Background

Meristems are groups of pluripotent stem cells, typically located at the tips of shoots (Steeves and Sussex, 1989). Many fundamental features of meristems are shared across all vascular plants, e.g., the maintenance of a pool of undifferentiated cells, regulated cell proliferation and expansion, and control of post-embryonic organogenesis. However, there remains a great deal of unexplored variation in meristem structure and behavior across land plants. Exploring this diversity is hampered by the reliance on common developmental techniques, such as fixed tissue sectioning and imaging, that do not allow processes such as spatial and temporal patterns of cell division and expansion to be directly observed. In model systems such as Arabidopsis thaliana, genetic and molecular tools have been coupled with advancements in live imaging techniques to allow analyses of both cell behaviors and gene expression in real time. These tools have provided considerable progress in our understanding of meristem development (e.g., Prunet et al., 2016; Geng and Zhou, 2019; Shi et al., 2020; Caggiano et al., 2021; Silveira et al., 2022). However, these advancements are currently limited to a small number of model species, and there is a pressing need to develop quantitative live imaging techniques in non-model systems, and specifically, approaches that may be broadly practical across a range of plant taxa.
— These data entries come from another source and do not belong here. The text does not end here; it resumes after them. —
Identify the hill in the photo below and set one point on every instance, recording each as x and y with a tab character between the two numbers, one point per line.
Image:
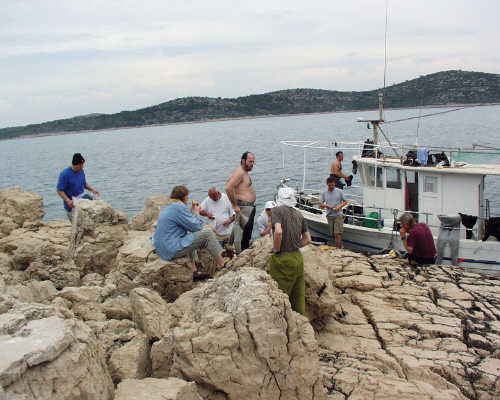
446	87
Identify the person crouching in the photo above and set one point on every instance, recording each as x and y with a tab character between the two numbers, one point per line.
179	231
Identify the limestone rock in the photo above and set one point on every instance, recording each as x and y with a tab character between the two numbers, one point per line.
92	279
131	361
256	256
98	232
45	356
112	334
118	307
146	219
150	312
157	389
42	253
402	332
320	292
32	292
18	207
139	266
238	335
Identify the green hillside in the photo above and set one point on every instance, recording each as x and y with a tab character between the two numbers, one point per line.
447	87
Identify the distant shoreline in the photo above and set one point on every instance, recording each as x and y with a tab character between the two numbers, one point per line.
203	121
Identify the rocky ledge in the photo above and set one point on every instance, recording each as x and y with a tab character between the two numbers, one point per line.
90	312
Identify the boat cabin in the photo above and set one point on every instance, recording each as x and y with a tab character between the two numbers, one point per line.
428	191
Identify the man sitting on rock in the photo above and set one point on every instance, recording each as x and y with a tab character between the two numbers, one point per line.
264	219
72	184
417	240
289	235
218	209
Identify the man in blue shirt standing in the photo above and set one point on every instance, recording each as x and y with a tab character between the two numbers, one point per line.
72	184
333	200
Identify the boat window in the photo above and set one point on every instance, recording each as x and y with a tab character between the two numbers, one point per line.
393	178
430	184
380	177
370	176
411	177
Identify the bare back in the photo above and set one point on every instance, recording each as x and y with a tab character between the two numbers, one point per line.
239	184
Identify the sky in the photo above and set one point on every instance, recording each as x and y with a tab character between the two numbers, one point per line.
62	58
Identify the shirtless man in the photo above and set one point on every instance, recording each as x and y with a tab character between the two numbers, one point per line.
242	196
336	170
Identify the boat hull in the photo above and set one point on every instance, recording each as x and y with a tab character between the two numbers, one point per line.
473	254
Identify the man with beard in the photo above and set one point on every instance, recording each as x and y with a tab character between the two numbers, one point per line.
242	196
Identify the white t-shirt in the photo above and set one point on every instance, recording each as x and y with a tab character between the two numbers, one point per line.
262	221
221	210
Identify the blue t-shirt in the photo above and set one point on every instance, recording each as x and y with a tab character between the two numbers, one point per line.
173	230
333	198
72	183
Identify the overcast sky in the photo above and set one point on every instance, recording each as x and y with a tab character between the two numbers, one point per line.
61	58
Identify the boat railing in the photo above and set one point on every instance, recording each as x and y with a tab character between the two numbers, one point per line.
376	221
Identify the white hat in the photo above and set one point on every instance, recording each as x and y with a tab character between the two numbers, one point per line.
286	197
270	204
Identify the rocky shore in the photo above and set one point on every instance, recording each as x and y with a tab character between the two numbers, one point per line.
90	312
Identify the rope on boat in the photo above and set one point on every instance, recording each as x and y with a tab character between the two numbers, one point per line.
437	113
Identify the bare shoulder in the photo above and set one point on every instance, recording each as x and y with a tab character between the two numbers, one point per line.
236	176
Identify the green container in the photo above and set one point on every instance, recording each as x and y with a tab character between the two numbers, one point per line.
372	223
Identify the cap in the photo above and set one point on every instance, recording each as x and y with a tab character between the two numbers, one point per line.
286	197
270	204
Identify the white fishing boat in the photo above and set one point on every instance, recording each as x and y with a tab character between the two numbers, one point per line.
392	182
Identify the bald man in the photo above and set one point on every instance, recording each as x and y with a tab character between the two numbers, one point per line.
218	209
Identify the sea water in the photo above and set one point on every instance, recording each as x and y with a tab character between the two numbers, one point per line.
130	165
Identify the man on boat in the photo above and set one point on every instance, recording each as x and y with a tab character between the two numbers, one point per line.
264	219
336	170
333	200
289	235
72	183
417	240
242	196
218	209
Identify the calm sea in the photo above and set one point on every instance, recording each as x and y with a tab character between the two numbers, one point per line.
130	165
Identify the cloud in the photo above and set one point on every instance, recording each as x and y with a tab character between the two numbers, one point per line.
64	58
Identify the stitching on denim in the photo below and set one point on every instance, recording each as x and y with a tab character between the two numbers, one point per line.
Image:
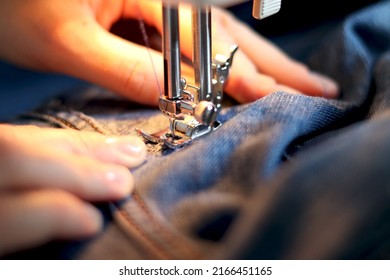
54	119
151	241
167	234
94	125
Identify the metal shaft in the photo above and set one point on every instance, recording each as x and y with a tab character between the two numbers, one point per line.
171	50
201	29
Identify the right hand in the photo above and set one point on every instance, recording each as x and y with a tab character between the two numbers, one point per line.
49	177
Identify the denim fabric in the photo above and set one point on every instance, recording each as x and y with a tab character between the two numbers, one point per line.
285	177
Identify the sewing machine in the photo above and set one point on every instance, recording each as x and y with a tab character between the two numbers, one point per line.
192	110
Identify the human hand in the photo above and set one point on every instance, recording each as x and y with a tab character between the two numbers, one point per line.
49	177
71	37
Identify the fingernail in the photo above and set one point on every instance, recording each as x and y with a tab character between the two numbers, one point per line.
330	88
95	221
119	180
131	146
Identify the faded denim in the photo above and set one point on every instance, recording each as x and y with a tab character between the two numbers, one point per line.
285	177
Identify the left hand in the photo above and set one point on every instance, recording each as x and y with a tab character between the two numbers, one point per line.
72	37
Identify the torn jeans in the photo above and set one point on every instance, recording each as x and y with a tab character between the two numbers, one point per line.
285	177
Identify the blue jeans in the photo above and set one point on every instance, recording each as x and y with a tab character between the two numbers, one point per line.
285	177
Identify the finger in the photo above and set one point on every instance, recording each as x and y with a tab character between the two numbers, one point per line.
129	151
85	177
32	218
273	62
34	165
245	84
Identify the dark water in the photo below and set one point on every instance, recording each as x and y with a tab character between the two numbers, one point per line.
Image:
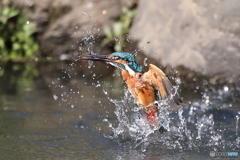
83	118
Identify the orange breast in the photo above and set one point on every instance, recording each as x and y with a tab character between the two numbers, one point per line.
141	90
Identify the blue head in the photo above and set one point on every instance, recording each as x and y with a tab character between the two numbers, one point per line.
122	60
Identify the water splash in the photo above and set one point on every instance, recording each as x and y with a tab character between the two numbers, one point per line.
190	128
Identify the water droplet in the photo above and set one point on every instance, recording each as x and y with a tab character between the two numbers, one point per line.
55	97
145	61
225	88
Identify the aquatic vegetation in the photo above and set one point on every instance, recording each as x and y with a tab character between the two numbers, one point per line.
119	32
16	39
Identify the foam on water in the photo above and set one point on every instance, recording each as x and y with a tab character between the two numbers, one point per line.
190	128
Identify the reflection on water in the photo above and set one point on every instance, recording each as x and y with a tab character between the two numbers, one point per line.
79	118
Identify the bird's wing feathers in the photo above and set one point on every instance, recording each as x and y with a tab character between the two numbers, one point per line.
159	80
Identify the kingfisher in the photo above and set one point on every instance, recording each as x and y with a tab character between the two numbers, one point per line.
147	87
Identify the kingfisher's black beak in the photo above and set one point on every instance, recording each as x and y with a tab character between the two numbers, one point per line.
96	58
Here, we present a detailed protocol for live imaging and analysis of floral meristems in Aquilegia coerulea, a member of the buttercup family (Ranunculaceae). This protocol provides a powerful tool to study the development of the meristem and initiation of floral organs, and should be easily adaptable to many plant lineages, including other emerging model systems. This protocol will allow researchers to explore questions outside the scope of common model systems.